Which is bigger than my hand.


----------



## DieselMan33 (Oct 13, 2013)

Welcome Brayden, good to see you on here!


----------



## Brayden (Nov 7, 2013)

DieselMan33 said:


> Welcome Brayden, good to see you on here!


 Thanks! BTW is it just me or can you not hit the return button to start a new line ... ??


----------



## H3LLON3ARTH (Dec 16, 2011)

Brayden said:


> Thanks! BTW is it just me or can you not hit the return button to start a new line ... ??


What do you mean I can hit the enter button and starts a new line in this post.


Like this other than that I do t understand the question. 
Sent From My Galaxy Note 3.
Which is bigger than my hand.


----------



## DieselMan33 (Oct 13, 2013)

I think it is just you. I have not had any problems.


----------



## Brayden (Nov 7, 2013)

hmm... I'll try chrome.. Whatever I do.. I can't space down to another line .. it's all on this one line... oh well..


----------



## H3LLON3ARTH (Dec 16, 2011)

Brayden said:


> hmm... I'll try chrome.. Whatever I do.. I can't space down to another line .. it's all on this one line... oh well..



Did you try tab a lot lol
Sent From My Galaxy Note 3.
Which is bigger than my hand.


----------



## Jvegas04 (Aug 13, 2012)

you can always hold shift and then hit enter. 

like so


----------



## Danny5 (Dec 22, 2011)

Brayden said:


> hmm... I'll try chrome.. Whatever I do.. I can't space down to another line .. it's all on this one line... oh well..


I have this problem on my Dad's computer using IE. No problems in Chrome. 

I have been drooling over your website since I bought my Cruze on 10/27. As soon as I have the money, I am getting your tune! I am hoping for a Black Friday special *wink wink*

Thanks Fleece, looking forward to working with you!


----------



## Brayden (Nov 7, 2013)

Black Friday sale is coming ;-)

Also comes with 3 tunes now and maybe more now that I've found all the timing and most of the boost maps today ;-) back to the dyno I go


----------



## ParisTNDude (Oct 7, 2013)

Ok...with the huge amount of stock torque, I can't imagine how much a modified Cruze can crank!!!


----------



## ParisTNDude (Oct 7, 2013)

Brayden said:


> Thanks! BTW is it just me or can you not hit the return button to start a new line ... ??

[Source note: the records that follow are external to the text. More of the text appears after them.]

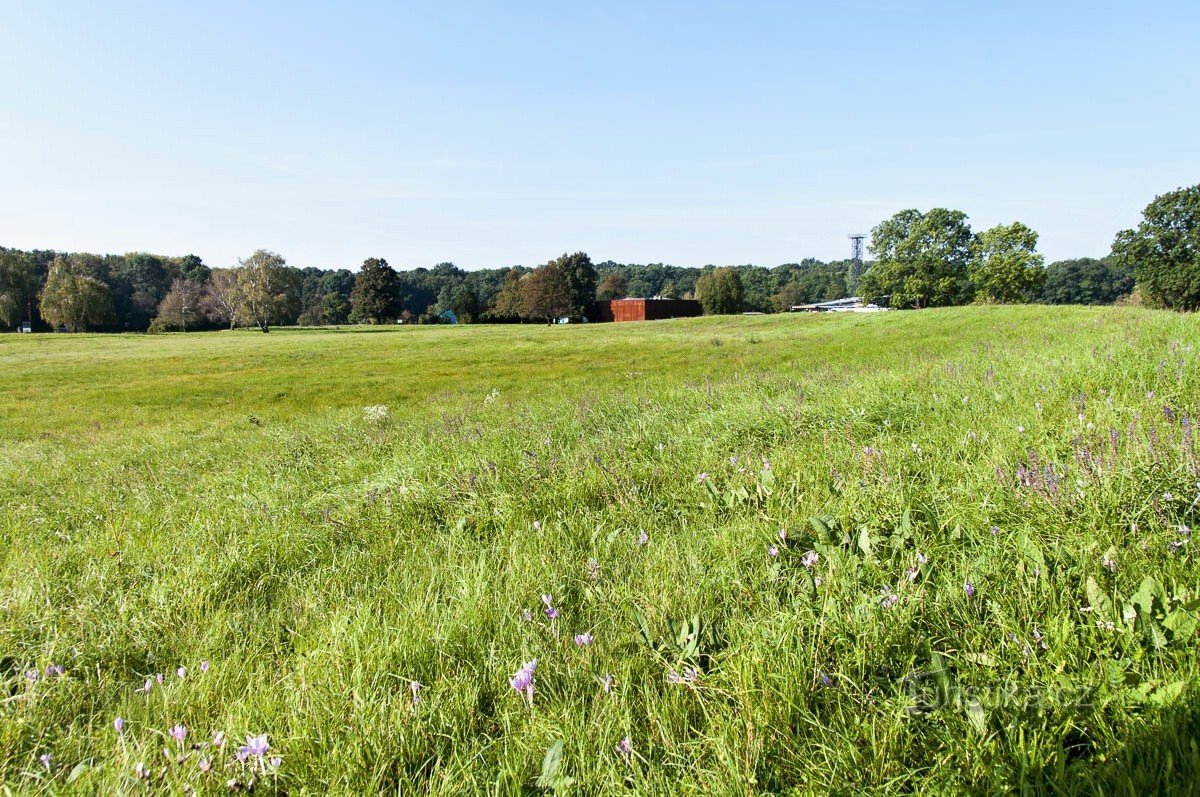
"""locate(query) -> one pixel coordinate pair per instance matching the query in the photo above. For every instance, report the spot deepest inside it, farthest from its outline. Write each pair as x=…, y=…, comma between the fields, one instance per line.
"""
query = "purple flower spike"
x=625, y=749
x=522, y=682
x=256, y=745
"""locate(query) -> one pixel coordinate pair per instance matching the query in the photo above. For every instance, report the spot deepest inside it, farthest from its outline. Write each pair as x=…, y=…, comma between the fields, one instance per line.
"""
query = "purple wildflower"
x=551, y=612
x=689, y=676
x=255, y=745
x=522, y=681
x=625, y=749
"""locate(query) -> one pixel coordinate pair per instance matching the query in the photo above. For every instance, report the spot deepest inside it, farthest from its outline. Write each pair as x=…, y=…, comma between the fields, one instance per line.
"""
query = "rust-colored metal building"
x=645, y=309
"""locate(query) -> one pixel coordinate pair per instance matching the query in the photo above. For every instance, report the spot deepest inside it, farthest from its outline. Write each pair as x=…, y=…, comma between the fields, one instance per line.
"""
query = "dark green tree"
x=546, y=293
x=612, y=286
x=921, y=259
x=376, y=295
x=1086, y=281
x=1164, y=251
x=18, y=287
x=1005, y=264
x=72, y=298
x=720, y=292
x=581, y=282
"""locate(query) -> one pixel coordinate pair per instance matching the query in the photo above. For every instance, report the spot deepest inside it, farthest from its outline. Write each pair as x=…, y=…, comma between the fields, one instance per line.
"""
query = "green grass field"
x=940, y=551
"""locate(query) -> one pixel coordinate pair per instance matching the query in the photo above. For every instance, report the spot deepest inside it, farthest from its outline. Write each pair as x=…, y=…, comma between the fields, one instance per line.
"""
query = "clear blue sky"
x=492, y=133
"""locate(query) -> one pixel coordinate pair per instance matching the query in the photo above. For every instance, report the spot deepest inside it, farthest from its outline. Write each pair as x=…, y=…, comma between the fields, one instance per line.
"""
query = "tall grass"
x=942, y=551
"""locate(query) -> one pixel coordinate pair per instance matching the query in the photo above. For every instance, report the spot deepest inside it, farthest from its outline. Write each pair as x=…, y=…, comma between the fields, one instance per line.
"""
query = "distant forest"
x=139, y=292
x=919, y=259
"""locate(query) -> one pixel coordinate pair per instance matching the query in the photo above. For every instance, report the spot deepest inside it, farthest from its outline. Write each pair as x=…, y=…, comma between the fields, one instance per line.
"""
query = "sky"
x=499, y=133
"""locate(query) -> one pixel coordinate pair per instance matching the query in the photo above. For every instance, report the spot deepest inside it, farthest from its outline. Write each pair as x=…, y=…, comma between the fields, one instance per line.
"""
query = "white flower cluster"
x=376, y=414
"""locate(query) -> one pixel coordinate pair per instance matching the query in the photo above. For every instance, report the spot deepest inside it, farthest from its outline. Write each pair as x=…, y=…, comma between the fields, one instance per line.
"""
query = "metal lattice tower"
x=856, y=261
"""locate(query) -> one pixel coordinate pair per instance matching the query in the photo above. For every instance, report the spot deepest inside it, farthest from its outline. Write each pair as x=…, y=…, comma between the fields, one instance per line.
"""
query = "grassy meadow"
x=942, y=551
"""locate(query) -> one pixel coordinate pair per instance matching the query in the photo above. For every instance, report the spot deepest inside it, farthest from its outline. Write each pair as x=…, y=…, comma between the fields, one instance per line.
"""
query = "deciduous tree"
x=921, y=259
x=72, y=298
x=376, y=294
x=1086, y=281
x=612, y=286
x=1164, y=251
x=1005, y=264
x=720, y=292
x=263, y=289
x=183, y=307
x=18, y=286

The fix for that is in this thread: http://www.cruzetalk.com/forum/5-cruzetalk-site-issues/32194-cant-do-return-start-new-paragraph.html


----------



## boosted__cruze (Jun 25, 2013)

Glad you joined Brayden! I was trying to keep up with it and relay it here between Facebook but have been super busy! I tried to lay some ground work for ya lol

Sent from my beast GS4


----------



## DieselMan33 (Oct 13, 2013)

Brayden how much can the transmission reliably handle? 


Sent from AutoGuide.com Free App


----------



## 70AARCUDA (Nov 14, 2010)

DieselMan33 said:


> Brayden how much can the *transmission* reliably handle?
> 
> 
> Sent from AutoGuide.com Free App


The GM Powetrain website states the AISIN-WARNER F40 maximum engine torque at 400 Nm.


----------



## Calintz (Jul 21, 2011)

It can hold 295 lbs/ft of torque just what cuda stated.


----------



## KpaxFAQ (Sep 1, 2013)

I thought the true spec was well over 300ft/lbs but that GM's data commonly states right above what the engine's output it's matched to. I believe I got this number from the manufacturer myself. I'll look for the link.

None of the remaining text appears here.